Si pour Salaheddine Mezouar et le président de la CGEM RSK, Abdelkader Benbekhaled, les axes de la stratégie du bureau régional “s’inscrivent dans une dynamique de synergie avec tous les bureaux de la Confédération au niveau régional et de manière cohérente avec la stratégie nationale”, pour certains membres du bureau, il n’en est rien. Lors d’un tour de table, certains se sont laissé aller aux reproches, sous-entendant un discours du patron des patrons éloigné de la réalité. Manque de communication et de synergie entre les bureaux régionaux et avec la maison-mère, image ternie de la CGEM auprès des différentes composantes de la société marocaine...

Pour un des membres, chef d’entreprise à Kénitra, la communication externe de la confédération pose problème et reflète une image du patronat marocain “inaccessible, réservée aux élites et difficile d’accès pour beaucoup d’entrepreneurs”. Il s’agirait, pour lui, de réfléchir à un plan d’action d’ampleur au niveau social pour soutenir davantage les petites entreprises et coopératives et montrer “au citoyen marocain lambda que la CGEM n’est pas uniquement réservée aux riches mais qu’elle est proche aussi du citoyen”.

Avant de s’éclipser, le président de la CGEM a fixé à la mi-mars une réunion d’évaluation et une autre en avril pour préparer, en amont, les Assises de la fiscalité. “Et si elles ne débouchent sur rien, on n’en a pas besoin” a-t-il martelé.

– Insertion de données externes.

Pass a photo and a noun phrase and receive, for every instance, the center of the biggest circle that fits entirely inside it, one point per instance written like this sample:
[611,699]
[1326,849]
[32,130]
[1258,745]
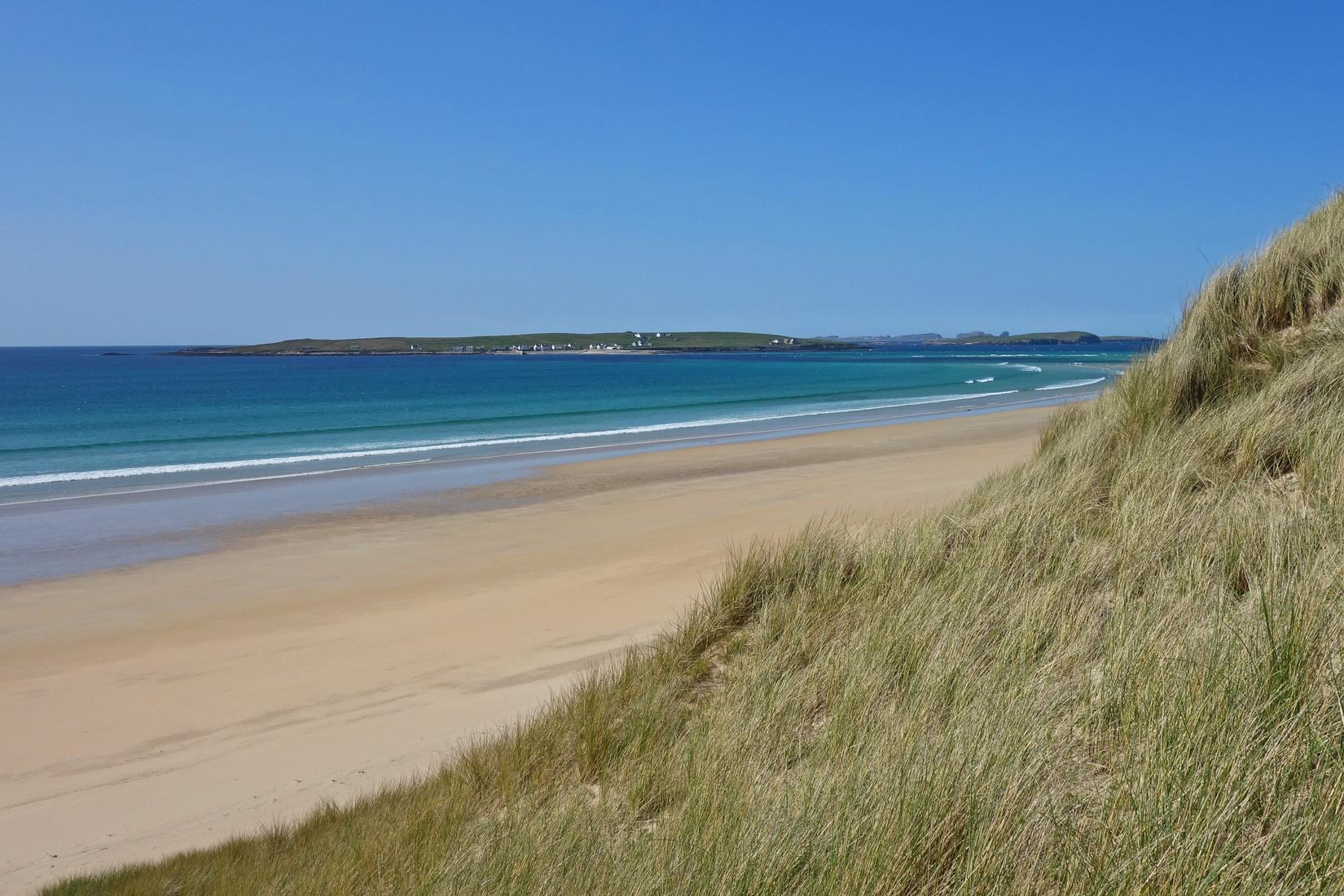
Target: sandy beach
[173,704]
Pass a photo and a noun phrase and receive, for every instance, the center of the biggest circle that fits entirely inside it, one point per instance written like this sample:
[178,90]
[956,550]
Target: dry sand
[163,707]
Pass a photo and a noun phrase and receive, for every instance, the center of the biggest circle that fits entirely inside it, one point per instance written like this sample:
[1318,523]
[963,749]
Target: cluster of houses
[542,347]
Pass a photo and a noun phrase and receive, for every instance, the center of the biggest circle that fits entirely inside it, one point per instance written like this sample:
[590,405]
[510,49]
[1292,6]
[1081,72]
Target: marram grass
[1117,668]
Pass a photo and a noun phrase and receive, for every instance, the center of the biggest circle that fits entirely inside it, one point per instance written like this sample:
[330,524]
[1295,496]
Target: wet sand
[173,704]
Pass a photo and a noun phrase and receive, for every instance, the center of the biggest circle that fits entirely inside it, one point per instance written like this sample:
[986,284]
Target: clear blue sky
[173,173]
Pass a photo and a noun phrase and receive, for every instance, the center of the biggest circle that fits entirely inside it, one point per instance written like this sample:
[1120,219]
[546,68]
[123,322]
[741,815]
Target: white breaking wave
[80,476]
[1069,384]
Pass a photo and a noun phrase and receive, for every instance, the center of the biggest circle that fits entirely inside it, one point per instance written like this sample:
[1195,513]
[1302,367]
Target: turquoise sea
[95,440]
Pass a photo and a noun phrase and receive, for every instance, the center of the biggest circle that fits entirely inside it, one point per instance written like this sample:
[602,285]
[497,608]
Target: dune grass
[1117,668]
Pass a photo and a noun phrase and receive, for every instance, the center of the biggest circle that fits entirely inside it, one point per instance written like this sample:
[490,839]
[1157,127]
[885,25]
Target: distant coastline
[649,341]
[977,337]
[635,341]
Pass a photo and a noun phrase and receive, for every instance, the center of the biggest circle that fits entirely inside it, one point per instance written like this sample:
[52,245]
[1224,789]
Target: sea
[121,455]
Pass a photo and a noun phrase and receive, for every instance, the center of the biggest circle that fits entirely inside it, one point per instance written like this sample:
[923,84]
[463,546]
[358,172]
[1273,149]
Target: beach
[171,704]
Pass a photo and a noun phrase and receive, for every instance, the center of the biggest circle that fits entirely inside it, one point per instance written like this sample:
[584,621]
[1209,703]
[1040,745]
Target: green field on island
[626,340]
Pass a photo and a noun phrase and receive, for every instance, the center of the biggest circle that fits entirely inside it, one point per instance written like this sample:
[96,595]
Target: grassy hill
[692,341]
[1117,668]
[1066,337]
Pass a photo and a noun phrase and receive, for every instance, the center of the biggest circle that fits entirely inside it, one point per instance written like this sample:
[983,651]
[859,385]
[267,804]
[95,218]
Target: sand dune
[173,704]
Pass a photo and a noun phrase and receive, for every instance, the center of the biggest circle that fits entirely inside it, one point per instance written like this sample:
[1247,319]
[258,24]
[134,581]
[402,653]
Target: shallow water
[116,459]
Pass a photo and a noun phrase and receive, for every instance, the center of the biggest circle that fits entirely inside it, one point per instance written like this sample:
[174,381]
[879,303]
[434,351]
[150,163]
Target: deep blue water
[78,422]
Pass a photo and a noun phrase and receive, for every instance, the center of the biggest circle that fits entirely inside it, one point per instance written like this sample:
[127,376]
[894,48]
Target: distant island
[1066,337]
[535,343]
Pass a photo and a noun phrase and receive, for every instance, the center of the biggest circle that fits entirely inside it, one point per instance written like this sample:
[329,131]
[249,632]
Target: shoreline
[173,704]
[55,536]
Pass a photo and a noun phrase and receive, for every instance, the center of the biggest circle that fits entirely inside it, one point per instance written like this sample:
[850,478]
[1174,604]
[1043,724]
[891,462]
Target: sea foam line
[1069,384]
[80,476]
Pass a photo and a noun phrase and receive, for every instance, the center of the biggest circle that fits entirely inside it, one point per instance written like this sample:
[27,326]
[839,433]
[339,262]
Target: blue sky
[173,173]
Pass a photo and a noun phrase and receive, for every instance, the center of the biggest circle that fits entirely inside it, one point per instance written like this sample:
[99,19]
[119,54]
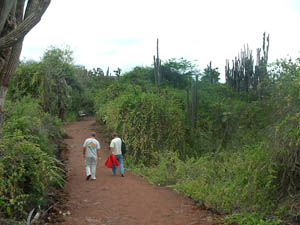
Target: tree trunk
[15,23]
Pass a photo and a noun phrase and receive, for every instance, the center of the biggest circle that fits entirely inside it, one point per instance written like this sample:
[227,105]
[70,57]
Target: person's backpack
[123,147]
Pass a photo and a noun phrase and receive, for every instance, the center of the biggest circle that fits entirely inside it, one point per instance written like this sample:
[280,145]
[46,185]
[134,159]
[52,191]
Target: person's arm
[84,150]
[111,147]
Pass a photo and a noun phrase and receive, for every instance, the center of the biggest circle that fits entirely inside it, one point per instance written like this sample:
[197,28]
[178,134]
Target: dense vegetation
[235,151]
[241,158]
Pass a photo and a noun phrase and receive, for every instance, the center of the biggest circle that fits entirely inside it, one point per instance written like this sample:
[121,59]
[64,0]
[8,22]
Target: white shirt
[116,143]
[91,145]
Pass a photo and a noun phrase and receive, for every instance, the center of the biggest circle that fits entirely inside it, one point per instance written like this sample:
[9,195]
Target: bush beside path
[114,200]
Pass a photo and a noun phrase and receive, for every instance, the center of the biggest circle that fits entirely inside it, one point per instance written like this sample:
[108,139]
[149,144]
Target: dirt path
[114,200]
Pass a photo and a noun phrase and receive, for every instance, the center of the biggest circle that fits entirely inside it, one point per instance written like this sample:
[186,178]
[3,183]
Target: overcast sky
[119,33]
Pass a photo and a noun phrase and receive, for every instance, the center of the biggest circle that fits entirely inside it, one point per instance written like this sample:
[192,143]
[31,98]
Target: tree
[58,80]
[16,19]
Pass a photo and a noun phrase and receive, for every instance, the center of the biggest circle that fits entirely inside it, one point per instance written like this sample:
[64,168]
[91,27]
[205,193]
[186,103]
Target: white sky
[119,33]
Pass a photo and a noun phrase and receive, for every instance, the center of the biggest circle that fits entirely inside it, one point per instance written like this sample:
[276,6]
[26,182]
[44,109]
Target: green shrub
[28,164]
[27,171]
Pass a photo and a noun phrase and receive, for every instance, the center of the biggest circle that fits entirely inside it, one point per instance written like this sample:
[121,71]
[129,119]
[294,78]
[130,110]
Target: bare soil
[116,200]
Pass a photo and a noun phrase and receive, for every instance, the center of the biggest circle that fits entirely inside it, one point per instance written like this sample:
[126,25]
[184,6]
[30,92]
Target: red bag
[111,160]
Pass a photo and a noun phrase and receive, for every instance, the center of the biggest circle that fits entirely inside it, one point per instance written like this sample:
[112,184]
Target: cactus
[244,76]
[157,69]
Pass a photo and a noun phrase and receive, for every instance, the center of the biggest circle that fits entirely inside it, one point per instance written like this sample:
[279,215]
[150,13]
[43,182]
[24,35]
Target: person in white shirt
[91,153]
[115,148]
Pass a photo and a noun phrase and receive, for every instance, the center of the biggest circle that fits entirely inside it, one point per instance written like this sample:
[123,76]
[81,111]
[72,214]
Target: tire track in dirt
[113,200]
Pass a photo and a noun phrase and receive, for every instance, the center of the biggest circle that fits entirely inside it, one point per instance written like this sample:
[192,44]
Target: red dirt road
[114,200]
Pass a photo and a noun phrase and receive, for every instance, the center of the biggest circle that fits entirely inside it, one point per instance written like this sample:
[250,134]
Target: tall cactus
[244,76]
[157,69]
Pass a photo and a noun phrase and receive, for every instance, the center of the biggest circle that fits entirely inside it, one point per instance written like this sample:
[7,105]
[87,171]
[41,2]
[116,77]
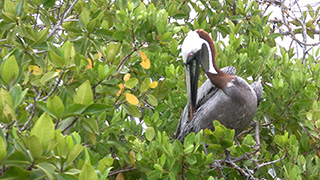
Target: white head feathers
[192,44]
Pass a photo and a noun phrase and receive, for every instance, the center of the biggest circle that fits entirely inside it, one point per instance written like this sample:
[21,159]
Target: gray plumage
[234,108]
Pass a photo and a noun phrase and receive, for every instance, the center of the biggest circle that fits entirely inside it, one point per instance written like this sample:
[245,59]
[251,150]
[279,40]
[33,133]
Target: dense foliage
[95,89]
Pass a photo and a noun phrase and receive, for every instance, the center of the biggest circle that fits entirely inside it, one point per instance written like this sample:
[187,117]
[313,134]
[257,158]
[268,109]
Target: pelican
[223,96]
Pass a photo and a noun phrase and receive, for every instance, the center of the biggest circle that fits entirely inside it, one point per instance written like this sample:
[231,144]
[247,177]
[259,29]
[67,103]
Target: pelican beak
[192,76]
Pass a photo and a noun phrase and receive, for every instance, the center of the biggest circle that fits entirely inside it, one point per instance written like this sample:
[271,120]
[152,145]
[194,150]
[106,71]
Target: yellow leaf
[120,177]
[89,66]
[132,161]
[126,77]
[99,55]
[121,86]
[145,62]
[154,84]
[132,99]
[35,70]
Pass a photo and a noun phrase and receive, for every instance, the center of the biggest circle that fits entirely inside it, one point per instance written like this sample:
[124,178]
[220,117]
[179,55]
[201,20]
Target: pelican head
[196,50]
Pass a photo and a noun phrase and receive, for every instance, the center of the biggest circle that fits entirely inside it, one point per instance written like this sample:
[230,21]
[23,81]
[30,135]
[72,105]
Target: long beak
[192,76]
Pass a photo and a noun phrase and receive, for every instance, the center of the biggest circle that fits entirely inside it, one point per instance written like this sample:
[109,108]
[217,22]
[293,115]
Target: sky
[286,41]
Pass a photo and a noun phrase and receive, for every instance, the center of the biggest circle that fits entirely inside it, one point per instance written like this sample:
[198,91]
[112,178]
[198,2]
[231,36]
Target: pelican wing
[205,92]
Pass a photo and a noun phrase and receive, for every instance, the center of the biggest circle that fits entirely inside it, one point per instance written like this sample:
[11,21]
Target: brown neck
[221,79]
[204,35]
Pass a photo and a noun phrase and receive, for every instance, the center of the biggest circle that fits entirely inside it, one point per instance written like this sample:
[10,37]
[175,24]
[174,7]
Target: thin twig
[57,26]
[121,171]
[270,162]
[54,88]
[32,115]
[70,125]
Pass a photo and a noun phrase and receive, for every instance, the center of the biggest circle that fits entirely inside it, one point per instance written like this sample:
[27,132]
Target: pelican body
[223,96]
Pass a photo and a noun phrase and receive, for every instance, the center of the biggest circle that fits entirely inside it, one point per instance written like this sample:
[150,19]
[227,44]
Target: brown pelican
[223,96]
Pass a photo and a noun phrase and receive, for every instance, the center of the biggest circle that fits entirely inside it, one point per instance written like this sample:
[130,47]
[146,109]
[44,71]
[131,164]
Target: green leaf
[192,159]
[56,60]
[48,169]
[132,82]
[43,129]
[73,109]
[226,143]
[17,95]
[15,173]
[19,8]
[88,172]
[41,36]
[9,6]
[48,76]
[74,153]
[96,108]
[150,133]
[17,159]
[32,143]
[10,70]
[105,164]
[68,52]
[7,113]
[55,106]
[103,71]
[119,35]
[8,17]
[274,35]
[144,85]
[153,47]
[84,94]
[156,174]
[61,148]
[132,110]
[237,18]
[84,16]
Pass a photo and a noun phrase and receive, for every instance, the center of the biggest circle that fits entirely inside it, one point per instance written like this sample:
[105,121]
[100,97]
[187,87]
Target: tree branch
[57,26]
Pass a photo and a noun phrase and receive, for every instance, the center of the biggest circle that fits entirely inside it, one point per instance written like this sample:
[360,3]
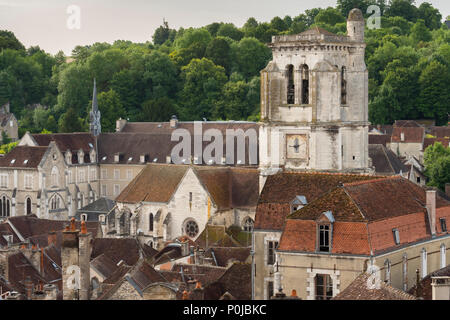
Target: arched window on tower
[5,206]
[150,222]
[55,176]
[305,84]
[290,84]
[28,206]
[344,85]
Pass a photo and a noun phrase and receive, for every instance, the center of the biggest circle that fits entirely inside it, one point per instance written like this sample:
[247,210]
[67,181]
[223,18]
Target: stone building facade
[167,201]
[314,101]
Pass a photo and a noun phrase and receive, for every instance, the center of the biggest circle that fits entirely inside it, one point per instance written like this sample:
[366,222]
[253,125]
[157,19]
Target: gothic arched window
[305,84]
[28,206]
[343,86]
[150,222]
[290,84]
[55,176]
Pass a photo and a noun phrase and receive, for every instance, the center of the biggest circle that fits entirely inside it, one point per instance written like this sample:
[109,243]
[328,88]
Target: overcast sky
[44,22]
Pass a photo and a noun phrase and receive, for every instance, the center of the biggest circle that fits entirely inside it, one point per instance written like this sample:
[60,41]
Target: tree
[69,122]
[419,32]
[5,138]
[162,33]
[430,15]
[252,56]
[111,109]
[219,52]
[434,94]
[202,86]
[230,30]
[155,110]
[437,165]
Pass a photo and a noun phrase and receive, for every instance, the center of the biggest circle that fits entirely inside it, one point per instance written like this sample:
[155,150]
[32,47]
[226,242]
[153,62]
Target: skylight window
[396,236]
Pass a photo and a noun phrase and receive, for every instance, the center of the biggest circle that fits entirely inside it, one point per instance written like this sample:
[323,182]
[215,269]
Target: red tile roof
[23,157]
[411,134]
[280,189]
[365,214]
[358,290]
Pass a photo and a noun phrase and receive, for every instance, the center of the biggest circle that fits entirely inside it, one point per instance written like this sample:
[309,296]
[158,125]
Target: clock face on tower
[296,146]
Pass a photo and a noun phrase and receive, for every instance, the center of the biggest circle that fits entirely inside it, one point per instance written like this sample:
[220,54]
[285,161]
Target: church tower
[95,126]
[314,102]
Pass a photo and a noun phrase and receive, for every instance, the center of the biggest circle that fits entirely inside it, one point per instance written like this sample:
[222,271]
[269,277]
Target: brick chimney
[431,210]
[120,124]
[50,292]
[51,238]
[28,284]
[75,254]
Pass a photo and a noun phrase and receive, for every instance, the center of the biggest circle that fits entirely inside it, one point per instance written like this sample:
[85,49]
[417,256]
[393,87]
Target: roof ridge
[372,181]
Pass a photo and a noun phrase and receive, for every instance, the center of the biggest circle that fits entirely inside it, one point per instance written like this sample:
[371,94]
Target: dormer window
[92,156]
[143,158]
[325,231]
[80,156]
[68,157]
[298,203]
[324,238]
[396,234]
[443,223]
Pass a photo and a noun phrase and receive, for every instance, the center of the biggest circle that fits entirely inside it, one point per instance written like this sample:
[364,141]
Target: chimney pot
[431,209]
[72,224]
[83,227]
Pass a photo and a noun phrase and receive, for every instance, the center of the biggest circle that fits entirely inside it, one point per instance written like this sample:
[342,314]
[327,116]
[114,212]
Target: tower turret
[355,25]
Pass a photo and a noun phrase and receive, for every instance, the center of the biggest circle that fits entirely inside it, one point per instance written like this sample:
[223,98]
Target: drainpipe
[252,253]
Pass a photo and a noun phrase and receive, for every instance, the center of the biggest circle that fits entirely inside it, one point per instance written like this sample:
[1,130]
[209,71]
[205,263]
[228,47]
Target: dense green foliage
[213,72]
[437,165]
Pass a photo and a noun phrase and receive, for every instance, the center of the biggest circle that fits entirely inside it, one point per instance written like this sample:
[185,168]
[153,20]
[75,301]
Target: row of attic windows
[304,71]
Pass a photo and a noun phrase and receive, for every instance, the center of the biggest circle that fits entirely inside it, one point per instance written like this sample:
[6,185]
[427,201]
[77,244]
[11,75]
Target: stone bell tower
[314,101]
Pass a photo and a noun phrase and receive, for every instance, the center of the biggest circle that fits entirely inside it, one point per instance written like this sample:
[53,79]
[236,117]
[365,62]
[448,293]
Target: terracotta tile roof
[390,197]
[23,157]
[67,141]
[236,281]
[425,291]
[228,187]
[440,132]
[104,265]
[406,123]
[358,290]
[203,273]
[431,141]
[379,139]
[154,139]
[411,134]
[155,183]
[225,255]
[38,229]
[365,214]
[144,275]
[280,189]
[126,249]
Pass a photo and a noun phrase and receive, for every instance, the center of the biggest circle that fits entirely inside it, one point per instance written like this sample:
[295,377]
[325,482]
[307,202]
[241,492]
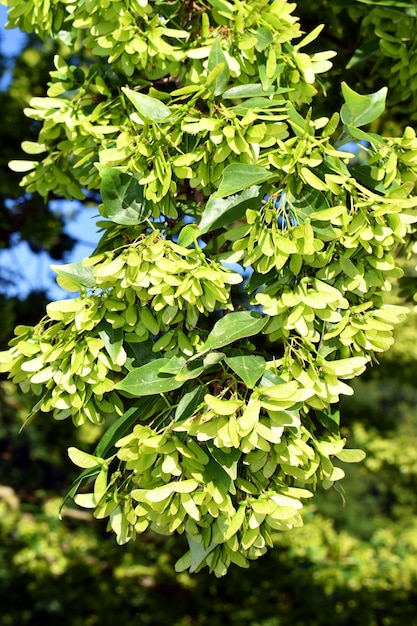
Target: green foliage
[221,165]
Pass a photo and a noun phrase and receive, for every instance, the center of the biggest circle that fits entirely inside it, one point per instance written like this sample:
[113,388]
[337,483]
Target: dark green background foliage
[348,565]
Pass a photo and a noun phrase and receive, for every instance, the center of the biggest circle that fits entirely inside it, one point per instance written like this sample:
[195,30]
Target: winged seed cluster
[242,274]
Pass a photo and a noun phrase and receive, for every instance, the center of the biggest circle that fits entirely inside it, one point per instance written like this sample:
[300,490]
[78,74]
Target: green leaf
[86,475]
[198,552]
[359,110]
[113,342]
[351,456]
[123,198]
[239,176]
[251,90]
[264,38]
[226,462]
[191,369]
[75,274]
[249,367]
[216,59]
[189,403]
[149,108]
[147,380]
[139,353]
[188,235]
[232,327]
[82,459]
[222,212]
[118,429]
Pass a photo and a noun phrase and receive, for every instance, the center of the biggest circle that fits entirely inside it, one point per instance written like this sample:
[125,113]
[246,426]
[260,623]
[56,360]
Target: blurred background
[353,563]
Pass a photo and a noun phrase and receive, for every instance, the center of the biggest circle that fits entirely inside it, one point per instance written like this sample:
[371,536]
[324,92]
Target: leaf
[351,456]
[123,198]
[359,110]
[264,38]
[232,327]
[222,212]
[216,59]
[149,108]
[188,235]
[249,367]
[113,342]
[82,459]
[191,369]
[118,429]
[189,402]
[239,176]
[87,474]
[227,462]
[139,353]
[198,552]
[74,276]
[251,90]
[22,166]
[147,380]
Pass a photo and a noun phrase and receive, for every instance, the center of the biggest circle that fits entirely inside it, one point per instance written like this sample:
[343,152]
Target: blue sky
[34,269]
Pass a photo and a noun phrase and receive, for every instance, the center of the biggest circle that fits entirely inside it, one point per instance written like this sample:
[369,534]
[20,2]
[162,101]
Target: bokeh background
[353,563]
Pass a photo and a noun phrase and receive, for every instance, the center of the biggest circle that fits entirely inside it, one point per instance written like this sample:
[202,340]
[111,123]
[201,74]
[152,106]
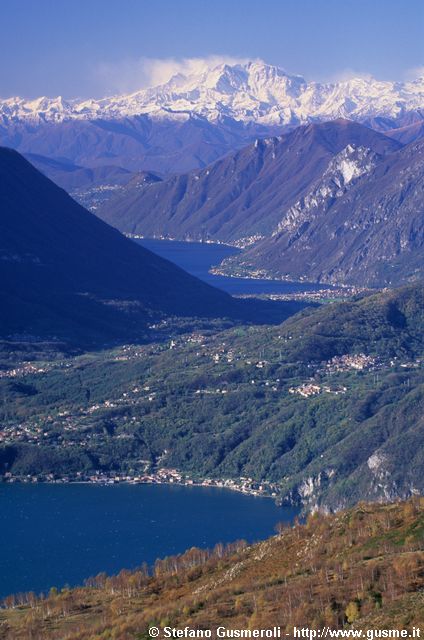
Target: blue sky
[98,47]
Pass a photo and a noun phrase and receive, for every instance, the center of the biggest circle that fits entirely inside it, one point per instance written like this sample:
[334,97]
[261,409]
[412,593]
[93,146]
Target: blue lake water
[198,257]
[52,535]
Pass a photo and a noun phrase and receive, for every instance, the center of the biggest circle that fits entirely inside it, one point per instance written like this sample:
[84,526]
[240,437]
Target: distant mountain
[65,273]
[72,177]
[408,133]
[364,230]
[243,196]
[250,92]
[193,120]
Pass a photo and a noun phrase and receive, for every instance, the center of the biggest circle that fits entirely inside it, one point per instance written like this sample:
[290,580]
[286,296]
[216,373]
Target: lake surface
[198,257]
[52,535]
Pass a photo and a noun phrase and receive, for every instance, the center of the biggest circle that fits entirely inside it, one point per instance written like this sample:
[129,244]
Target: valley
[279,405]
[211,292]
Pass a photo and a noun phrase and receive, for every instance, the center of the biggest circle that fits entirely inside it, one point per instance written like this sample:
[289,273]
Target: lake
[52,535]
[198,257]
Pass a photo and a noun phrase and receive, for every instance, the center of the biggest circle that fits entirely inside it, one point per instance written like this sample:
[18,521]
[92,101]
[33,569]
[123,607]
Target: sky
[91,48]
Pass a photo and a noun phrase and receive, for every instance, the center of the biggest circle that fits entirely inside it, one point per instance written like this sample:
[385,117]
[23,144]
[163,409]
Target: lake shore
[247,486]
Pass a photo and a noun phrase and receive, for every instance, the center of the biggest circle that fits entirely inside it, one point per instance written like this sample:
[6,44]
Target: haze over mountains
[245,194]
[192,120]
[335,202]
[65,273]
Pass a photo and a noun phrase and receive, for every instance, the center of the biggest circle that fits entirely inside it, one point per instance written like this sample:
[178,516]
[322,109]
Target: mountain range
[66,274]
[193,120]
[335,202]
[243,196]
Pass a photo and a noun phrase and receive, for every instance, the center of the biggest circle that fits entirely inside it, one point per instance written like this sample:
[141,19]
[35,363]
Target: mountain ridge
[241,195]
[252,91]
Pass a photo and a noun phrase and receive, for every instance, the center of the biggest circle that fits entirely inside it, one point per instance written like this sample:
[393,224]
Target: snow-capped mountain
[251,92]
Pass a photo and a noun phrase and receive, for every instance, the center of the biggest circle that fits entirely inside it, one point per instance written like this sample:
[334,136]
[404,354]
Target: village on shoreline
[247,486]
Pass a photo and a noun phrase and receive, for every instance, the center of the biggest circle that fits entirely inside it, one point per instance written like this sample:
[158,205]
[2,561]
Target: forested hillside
[358,569]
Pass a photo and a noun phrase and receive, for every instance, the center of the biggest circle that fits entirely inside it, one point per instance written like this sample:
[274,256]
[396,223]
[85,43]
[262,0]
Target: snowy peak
[248,92]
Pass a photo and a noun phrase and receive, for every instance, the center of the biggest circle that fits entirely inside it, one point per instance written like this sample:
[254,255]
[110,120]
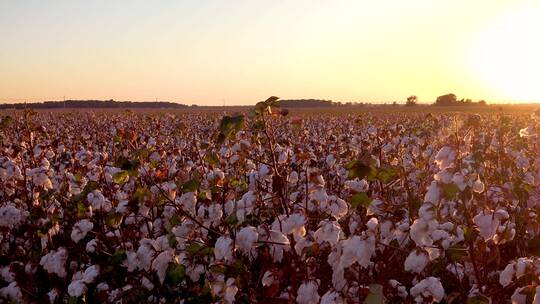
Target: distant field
[515,108]
[345,205]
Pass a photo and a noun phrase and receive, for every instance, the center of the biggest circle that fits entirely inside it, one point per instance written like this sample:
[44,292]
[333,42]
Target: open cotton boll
[77,288]
[12,292]
[433,194]
[223,249]
[478,186]
[331,297]
[246,239]
[98,201]
[268,278]
[55,261]
[10,216]
[416,261]
[430,286]
[307,293]
[421,231]
[161,262]
[445,157]
[487,222]
[90,274]
[356,249]
[357,185]
[80,229]
[328,232]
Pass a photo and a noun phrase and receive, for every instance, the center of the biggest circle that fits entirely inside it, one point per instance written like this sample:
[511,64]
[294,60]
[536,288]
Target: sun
[506,56]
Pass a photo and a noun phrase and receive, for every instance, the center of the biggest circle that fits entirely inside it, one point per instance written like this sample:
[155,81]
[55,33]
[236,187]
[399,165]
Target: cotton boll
[91,246]
[223,249]
[10,216]
[194,272]
[268,279]
[459,180]
[246,239]
[331,297]
[80,229]
[161,263]
[430,286]
[357,185]
[357,250]
[372,224]
[487,224]
[12,292]
[328,232]
[445,157]
[77,288]
[54,262]
[433,194]
[506,276]
[307,293]
[416,261]
[90,274]
[478,186]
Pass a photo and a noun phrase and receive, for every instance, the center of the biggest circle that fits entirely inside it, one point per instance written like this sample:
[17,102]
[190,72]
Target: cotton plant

Rabat veut diversifier ses activités

La capitale administrative du royaume veut se doter d’un tissu industriel solide, notamment dans le secteur de l’automobile avec l’installation de l’usine PSA Peugeot Citroën, et développer le secteur primaire et les pôles de services et de l’offshoring. Pour le bureau RSK de la CGEM, la région doit “forcer son destin” et s’inscrire parmi les plus productives du pays en développant des secteurs économiques divers mais aussi en capitalisant sur ceux déjà bien ancrés, notamment le tertiaire, qui est le noyau de l’économie de la région avec une part de plus de 60% de la valeur ajoutée nationale contre 50% pour la moyenne nationale. Ainsi, la région travaille à l’élargissement de son tissu d’entreprises en promouvant les startups et l’innovation avec près de 700 millions de dirhams, dont 300 millions mobilisés par la Caisse centrale de garantie (CCG), prêts à être investis dans les startups innovantes ces cinq prochaines années, indique une note du bureau.